Possible Complications
Extensive intra-amniotic infection, which will generally result in intensive uterine tenderness, fever, and fast heart rates for both mother and fetus. If this occurs, intravenous antibiotics and induction of labor are necessary regardless of gestational age. In some cases, intra-amniotic infection can lead to serious consequences for both mother and child.
Treatment/Post Procedure Care
General Measures
  • Hospitalization is normally required for further diagnostic studies and to make determinations about treatment and delivery.

  • With a pregnancy longer than 36 weeks or where fetal lung maturity has been established, treatment leans toward delivery; 80% of patients go into spontaneous labor within 12 to 24 hours. For some patients, labor may be induced immediately, particularly if there are any signs of infection. This may require a cesarean birth.

  • For a pregnancy of longer than 24 to 26 weeks' duration, hospitalization until delivery is recommended for some patients. Others may be allowed to return home after 72 hours in the hospital to await labor. In either instance, careful monitoring of vital signs and laboratory blood studies will continue to check for infections and fetal distress. Labor will need to be induced if problems develop. Avoid any vaginal douches and sexual intercourse if you are at home.

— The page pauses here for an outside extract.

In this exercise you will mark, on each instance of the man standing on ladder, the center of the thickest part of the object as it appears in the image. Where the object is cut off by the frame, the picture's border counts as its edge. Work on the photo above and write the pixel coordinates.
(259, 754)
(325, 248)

  • For a pregnancy of less than 24 to 26 weeks, the fetal risks increase. These include compression deformities due to the collapse of amniotic membranes around the fetus and pulmonary problems (hypoplasia). In the case of PROM occurring before 24 weeks, the fetal survival rates are less than 20% and among those fetuses that survive, there is a high frequency of developmental defects. Termination of a pregnancy may need to be discussed with the parents.
Medication
  • Oxytocin may be used to induce labor.
  • Antibiotics, if an intrauterine infection is present, and sometimes as an infection prevention therapy while awaiting spontaneous labor. Steroids may be prescribed prior to delivery in some cases to enhance fetal pulmonary maturity.
Activity
Bed rest while awaiting labor and delivery. You may be allowed some walking around with medical approval.
Diet
No special diet unless labor and delivery are immediate.
Notify Your Healthcare Provider If
  • You or a pregnant family member has a leakage or gush of amniotic fluid (water) from the vagina. Call immediately. This may be an emergency!
  • If you are being treated as an outpatient for PROM and any new signs or symptoms develop or there is further leakage of the fluid.